************************************************************************************
README file for the EIDOS Source Induction System
************************************************************************************
Author:
Mark James Carman
Information Sciences Institute,
University of Southern California
Updated: 6/3/2007
EIDOS: Efficiently Inducing Definitions for Online Sources
----------------------------------------------------------
1. Abstract:
------------
This README provides a simple tutorial on how to install and use the source
induction system. A description of the theory behind the workings of the system
can be found in the following publications:
Learning Semantic Descriptions of Web Information Sources,
Mark James Carman and Craig A. Knoblock.
In Proceedings of the Twentieth International Joint Conference on Artificial
Intelligence (IJCAI-07). Hyderabad, India, January 2007.

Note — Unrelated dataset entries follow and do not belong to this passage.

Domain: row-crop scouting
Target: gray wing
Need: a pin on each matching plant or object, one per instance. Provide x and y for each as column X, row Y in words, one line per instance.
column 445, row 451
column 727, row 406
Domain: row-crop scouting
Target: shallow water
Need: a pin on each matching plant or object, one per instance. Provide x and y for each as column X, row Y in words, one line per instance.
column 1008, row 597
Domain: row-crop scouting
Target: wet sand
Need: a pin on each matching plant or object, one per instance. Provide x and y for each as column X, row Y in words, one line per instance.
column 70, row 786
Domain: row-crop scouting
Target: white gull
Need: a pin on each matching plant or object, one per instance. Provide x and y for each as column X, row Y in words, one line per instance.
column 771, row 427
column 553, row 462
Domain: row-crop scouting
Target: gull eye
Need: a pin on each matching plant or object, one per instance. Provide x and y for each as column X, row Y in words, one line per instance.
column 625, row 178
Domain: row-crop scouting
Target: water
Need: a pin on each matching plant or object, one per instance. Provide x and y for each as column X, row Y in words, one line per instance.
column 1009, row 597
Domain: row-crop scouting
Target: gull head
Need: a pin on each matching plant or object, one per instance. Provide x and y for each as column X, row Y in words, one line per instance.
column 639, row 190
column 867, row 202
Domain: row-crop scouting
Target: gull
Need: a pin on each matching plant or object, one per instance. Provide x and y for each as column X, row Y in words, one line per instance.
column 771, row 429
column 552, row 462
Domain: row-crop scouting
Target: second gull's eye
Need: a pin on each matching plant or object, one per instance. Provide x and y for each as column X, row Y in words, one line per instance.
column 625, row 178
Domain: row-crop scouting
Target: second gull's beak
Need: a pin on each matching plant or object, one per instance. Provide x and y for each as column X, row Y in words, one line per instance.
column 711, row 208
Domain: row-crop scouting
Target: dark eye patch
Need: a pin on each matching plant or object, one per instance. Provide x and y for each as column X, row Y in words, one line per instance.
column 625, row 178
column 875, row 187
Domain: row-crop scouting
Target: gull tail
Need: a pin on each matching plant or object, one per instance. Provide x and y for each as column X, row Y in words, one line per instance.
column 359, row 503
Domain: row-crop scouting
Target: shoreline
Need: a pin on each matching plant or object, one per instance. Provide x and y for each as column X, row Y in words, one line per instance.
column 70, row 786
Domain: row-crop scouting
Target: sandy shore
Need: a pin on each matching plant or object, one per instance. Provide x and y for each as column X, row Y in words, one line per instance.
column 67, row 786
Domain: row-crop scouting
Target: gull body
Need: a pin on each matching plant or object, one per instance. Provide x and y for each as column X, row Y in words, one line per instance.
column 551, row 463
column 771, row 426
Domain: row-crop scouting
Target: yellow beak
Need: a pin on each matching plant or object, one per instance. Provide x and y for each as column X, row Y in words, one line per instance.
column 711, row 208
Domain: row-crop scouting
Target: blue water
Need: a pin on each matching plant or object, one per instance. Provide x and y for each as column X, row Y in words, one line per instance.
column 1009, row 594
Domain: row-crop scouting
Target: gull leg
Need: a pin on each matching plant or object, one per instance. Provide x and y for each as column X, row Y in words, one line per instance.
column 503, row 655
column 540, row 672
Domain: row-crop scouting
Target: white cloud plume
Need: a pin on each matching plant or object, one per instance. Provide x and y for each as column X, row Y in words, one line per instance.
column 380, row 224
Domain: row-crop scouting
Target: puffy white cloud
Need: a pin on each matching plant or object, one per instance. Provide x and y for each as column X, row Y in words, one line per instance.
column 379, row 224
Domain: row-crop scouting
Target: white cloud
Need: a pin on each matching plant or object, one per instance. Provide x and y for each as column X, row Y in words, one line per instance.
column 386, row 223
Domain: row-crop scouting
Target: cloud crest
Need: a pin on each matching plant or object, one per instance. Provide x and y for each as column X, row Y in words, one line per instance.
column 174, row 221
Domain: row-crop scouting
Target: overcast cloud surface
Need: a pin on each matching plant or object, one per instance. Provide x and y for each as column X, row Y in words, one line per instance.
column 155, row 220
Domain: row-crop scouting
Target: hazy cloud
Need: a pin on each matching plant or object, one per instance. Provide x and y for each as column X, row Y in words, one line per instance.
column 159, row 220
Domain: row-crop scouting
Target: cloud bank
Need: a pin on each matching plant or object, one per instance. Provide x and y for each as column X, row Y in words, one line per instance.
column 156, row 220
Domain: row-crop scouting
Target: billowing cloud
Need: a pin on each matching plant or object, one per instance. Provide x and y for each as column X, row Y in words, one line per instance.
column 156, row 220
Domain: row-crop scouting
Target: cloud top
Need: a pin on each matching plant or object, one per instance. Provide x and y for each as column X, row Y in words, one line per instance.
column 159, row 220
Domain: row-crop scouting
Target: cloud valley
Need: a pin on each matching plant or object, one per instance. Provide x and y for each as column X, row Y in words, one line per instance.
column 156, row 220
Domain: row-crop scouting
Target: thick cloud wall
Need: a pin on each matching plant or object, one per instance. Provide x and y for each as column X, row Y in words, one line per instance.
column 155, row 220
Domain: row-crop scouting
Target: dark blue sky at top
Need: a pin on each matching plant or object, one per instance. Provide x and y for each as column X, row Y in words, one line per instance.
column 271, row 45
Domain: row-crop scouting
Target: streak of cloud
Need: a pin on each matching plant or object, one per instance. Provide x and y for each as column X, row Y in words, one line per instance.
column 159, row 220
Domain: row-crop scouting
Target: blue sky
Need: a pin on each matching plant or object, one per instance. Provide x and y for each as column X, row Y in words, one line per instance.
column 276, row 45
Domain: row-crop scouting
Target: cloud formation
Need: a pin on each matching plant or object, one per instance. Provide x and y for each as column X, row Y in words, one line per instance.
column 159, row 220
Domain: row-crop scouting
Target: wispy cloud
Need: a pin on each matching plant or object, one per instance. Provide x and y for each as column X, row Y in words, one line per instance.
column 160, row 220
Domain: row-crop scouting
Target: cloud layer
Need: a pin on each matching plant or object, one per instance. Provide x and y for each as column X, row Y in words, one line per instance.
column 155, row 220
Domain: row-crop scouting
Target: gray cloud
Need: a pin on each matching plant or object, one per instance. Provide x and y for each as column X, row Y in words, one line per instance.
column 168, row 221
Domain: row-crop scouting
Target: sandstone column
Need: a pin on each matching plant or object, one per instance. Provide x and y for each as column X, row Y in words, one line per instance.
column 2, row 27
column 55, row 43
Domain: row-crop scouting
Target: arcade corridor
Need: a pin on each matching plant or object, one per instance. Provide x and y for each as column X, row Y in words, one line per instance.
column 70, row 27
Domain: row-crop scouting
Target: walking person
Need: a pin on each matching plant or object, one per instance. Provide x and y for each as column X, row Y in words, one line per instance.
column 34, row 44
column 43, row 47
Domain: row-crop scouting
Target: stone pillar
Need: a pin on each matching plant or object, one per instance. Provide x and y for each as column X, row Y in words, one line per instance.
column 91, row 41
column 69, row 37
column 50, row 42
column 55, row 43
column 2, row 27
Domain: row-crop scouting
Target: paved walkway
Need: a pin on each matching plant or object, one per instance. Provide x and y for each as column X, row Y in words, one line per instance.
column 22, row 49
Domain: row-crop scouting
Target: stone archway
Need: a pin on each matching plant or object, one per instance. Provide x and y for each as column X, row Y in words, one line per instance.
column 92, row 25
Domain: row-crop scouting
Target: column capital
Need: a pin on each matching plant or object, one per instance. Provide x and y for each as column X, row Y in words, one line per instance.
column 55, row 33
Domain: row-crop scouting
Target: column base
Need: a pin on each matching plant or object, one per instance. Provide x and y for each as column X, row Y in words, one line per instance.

Learning Semantic Definitions of Information Sources on the Internet,
Mark James Carman.
Doctorate Thesis, (Advisors: Paolo Traverso and Craig A. Knoblock),
Department of Information and Communication Technologies,
University of Trento, August 2006.
These publications are available from Mark Carman's webpage at:
http://bradipo.net/mark/
2. Installation:
----------------
The system can be downloaded from the ISI website at:
http://www.isi.edu/publications/licensed-sw/eidos/index.html
2.1 Prerequisites:
----------------------------------------
Installing the Source Induction system is quite simple. You will, however, need
to have the following installed on your machine:
- Java Runtime Environment 1.5 or higher
You will also need to have access to a machine running:
- MySQL 5.0 or higher (Other SQL compatible relational database implementations
should work - see discussion below)
2.2 Configuring the Database Connection:
----------------------------------------
In order to induce source definitions the system will need access to a
relational database implementation. You must select the database implementation
that will be used by the system by changing the parameters of the file
"dbProperties.txt". You will need to set the following properties:
- jdbcDriver (the java class that implements the JDBC driver for your
implementation)
- dbURL (the URL of the database instance, in standard JDBC format)
- dbUser (the username for accessing the database server)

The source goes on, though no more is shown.